Tampon bölge oluşturulursa savaş başlar
Bayık, tampon bölgenin oluşturulması durumuda ne yaparsınız sorusuna ise; “Süreç biter. Ve savaş başlar. Çünkü tampon bölge bize yöneliktir. Rojava’nın kazanımlarını ortadan kaldıran bir güçle çözüm sürecini geliştiremeyiz, halkımıza ihanet etmiş oluruz” sözleri ile yanıt verdi
Yol haritası yok, amaç seçim kazanmak
Bayık AKP’yi oyalama taktiği gütmekle suçlayıp “Ortada yol haritası diye bir şey yok” dedi ve “Süreç çökerse sizin yol haritanız nedir?” sorusuna şu yanıtı verdi:
“Sorunu demokratik siyaset yoluyla çözmek istedik. Karşılığını göremedik. Önderliğimiz hep tehdit edildi, şantajlar yapıldı, sürecin içi boşaltılmak istendi. Amaçlarıyerel seçimleri, cumhurbaşkanlığı seçimlerini kazanmaktı. Şimdi de amaç 2015 parlamento seçimlerini kazanmak. Bunun için kimsenin bilmediği yol haritalarındanbahsediyorlar. Eylül sonuna kadar kendilerine süre tanıdık. Daha önce diyorlardı ki önümüzde engeller var, tamamen hakim değiliz. Artık engellerden bahsedemezler. Cumhurbaşkanı, hükümet, parlamento, MİT, ordu kendilerinin denetiminde. Artık AKP bir hükümet değil devlettir. Bütün kurumlar AKP’ninkontrolünde. Geçmişte tahammül ettiysek bir nedeni buydu. Artık bahaneleri kalmadı. Onun için dedik ki seçimden sonra bir ay süre tanıyoruz. Cumhurbaşkanı seçildi, hükümet kuruldu. Müzakereye geçilmezse artık bu tarzda bu süreci yürütmeyeceğiz. Tutumumuzu geliştireceğiz. Bu sivil itaatsizlik biçiminde olabilir, gerilla biçiminde de olabilir. Bu tamamen hükümete kalmış bir durum.”
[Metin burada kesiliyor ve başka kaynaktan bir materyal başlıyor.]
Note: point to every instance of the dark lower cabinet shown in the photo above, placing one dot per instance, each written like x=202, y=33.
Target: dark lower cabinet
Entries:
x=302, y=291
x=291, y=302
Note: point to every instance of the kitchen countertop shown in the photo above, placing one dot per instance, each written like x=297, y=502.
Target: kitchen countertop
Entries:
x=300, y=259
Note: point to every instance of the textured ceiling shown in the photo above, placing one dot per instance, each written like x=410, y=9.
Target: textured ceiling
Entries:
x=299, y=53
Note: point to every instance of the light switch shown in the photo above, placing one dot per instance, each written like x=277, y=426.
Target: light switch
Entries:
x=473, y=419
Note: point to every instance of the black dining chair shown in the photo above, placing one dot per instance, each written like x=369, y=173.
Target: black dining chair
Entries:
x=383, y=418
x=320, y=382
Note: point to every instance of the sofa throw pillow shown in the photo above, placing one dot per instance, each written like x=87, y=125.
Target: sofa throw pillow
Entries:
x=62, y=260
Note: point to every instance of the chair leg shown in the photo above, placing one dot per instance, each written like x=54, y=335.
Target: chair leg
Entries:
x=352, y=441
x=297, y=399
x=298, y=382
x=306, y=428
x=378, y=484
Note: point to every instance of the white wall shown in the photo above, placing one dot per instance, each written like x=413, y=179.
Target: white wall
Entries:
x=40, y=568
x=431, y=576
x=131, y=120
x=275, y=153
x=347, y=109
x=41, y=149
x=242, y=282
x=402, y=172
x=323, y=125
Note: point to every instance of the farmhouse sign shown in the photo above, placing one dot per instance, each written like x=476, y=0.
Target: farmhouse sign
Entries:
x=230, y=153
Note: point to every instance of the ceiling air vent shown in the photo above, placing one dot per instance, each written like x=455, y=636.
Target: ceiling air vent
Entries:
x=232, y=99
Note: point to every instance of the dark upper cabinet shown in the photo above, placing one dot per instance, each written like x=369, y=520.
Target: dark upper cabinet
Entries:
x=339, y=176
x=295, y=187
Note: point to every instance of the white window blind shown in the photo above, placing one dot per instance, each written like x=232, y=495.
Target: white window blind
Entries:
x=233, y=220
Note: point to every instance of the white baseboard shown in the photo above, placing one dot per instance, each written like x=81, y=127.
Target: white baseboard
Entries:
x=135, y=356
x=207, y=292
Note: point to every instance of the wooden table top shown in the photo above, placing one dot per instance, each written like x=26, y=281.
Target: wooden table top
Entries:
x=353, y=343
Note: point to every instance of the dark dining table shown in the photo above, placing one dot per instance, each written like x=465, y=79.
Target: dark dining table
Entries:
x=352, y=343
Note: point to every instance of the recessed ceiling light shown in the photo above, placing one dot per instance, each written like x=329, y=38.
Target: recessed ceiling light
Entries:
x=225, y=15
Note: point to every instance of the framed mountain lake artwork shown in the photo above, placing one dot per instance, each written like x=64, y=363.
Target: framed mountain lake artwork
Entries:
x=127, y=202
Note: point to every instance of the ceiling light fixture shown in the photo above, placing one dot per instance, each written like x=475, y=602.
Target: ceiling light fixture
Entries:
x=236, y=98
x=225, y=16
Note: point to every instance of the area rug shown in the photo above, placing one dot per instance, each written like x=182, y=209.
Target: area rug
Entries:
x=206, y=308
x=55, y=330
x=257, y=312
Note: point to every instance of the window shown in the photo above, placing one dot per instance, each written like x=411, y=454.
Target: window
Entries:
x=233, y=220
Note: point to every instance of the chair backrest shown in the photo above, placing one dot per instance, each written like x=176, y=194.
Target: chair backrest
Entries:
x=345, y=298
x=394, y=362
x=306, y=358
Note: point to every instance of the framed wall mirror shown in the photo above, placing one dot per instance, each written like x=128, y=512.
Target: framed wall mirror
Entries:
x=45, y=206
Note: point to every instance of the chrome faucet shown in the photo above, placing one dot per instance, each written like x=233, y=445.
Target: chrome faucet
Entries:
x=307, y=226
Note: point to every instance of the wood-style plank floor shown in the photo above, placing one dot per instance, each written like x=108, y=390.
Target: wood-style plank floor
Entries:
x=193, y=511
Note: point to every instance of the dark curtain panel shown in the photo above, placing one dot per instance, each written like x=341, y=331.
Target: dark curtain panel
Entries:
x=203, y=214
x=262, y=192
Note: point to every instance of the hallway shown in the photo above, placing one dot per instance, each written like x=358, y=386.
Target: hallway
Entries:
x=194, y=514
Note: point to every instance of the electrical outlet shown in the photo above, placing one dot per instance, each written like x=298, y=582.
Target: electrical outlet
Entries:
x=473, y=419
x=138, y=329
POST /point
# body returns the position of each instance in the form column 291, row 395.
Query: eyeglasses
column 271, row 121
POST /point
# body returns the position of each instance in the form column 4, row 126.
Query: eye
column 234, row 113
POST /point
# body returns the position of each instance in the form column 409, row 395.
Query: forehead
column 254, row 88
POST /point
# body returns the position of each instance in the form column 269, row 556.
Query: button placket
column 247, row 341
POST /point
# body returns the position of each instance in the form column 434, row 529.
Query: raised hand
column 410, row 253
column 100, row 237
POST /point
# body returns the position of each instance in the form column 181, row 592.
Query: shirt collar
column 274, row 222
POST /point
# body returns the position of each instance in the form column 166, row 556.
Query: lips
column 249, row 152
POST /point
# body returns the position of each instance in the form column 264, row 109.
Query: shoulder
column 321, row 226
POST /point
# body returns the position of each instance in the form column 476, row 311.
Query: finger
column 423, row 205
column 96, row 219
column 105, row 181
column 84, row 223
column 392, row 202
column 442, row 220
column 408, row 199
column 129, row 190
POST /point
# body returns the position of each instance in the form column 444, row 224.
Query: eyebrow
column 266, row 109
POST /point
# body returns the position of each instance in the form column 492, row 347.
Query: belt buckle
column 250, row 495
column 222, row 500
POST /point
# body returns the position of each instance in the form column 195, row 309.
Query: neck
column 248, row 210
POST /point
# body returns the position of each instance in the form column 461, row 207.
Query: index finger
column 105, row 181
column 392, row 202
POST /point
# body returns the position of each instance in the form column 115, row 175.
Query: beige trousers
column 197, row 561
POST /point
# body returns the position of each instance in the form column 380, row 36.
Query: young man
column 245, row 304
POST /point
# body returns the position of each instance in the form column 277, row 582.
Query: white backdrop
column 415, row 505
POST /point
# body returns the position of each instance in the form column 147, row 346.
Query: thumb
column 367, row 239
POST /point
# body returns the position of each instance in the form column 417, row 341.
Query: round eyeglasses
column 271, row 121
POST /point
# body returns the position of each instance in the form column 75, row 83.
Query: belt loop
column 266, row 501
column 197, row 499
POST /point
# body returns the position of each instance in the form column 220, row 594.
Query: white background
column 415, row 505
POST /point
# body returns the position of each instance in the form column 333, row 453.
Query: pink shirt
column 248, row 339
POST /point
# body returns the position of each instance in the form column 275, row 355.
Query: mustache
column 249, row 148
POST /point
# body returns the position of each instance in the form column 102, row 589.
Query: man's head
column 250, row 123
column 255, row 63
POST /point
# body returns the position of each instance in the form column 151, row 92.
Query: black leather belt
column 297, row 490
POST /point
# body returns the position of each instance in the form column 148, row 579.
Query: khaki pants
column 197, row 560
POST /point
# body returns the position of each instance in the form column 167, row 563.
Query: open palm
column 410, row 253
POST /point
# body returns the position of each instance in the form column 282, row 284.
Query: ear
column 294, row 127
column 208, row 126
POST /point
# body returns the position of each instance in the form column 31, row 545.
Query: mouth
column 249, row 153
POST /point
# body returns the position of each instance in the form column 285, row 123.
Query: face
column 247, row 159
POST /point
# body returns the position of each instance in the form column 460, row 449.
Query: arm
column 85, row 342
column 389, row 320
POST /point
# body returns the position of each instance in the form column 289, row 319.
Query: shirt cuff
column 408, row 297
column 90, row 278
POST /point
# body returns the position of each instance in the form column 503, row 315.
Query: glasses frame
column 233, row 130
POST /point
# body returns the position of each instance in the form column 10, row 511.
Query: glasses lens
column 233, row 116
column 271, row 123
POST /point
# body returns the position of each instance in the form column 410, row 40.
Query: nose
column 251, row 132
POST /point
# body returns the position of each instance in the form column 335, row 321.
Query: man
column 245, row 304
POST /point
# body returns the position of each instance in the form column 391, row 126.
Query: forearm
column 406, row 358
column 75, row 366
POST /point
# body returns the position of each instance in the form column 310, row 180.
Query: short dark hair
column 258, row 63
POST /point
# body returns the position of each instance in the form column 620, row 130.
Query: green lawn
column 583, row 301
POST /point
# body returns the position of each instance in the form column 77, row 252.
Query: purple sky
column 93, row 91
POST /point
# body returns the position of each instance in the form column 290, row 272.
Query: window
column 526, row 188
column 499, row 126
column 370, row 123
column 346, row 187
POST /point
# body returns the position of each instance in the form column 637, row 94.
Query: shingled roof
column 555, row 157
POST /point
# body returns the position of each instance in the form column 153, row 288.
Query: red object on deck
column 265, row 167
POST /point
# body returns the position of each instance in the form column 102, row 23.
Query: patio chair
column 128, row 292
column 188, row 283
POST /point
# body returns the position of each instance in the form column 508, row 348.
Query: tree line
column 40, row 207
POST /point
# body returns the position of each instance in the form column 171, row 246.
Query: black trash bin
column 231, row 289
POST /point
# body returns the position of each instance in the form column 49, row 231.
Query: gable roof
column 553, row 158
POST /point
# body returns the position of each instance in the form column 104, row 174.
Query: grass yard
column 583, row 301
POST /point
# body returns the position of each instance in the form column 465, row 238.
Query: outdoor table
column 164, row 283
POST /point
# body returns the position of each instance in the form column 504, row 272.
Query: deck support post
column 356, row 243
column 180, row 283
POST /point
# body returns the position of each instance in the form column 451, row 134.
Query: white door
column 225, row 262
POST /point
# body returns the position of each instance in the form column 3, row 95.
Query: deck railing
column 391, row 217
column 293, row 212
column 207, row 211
‘Hedef tüm Ortadoğu’nun özgürleşmesi’
Bayık, Taştekin’in “Kuzeyde barışçıl çözüm ararken güneyde askerileşme artıyor. Bu iki farklı yönelimi nasıl yorumluyorsunuz?” sorusuna ise şöyle yanıt verdi; “PKK kuzeye yaklaştığı gibi diğer parçalara yaklaşmıyor. PKK milliyetçi bir hareket değil. Devlet peşinde koşan bir hareket değil. Kürtleri diğer halklardan koparmaya çalışan, ulus devleti amaçlayan bir hareket değil. Demokratik toplumu esas alan, halkların kardeşliğini, halkların kendi kültür ve dilleriyle özgürce örgütlemelerini isteyen bir hareket. Belki PKK kuruluşunda devleti amaçlıyordu. O zamanki sosyalizmin paradigması buydu. O paradigma iflas etti. O yüzden demokratik konfederalizmi, Kürt sorununun demokratik yollarla çözümünü, demokratik bir toplumu hedefliyor” dedi. Peki giderek askeri kapasitenin artması bu konsepte nereye oturuyor? Bayık’ın yanıtı “Bunu savunma konsepti içerisinde görüyoruz. Çünkü Kürdistan’da halklara, dinlere ve mezheplere saldırı var” oldu.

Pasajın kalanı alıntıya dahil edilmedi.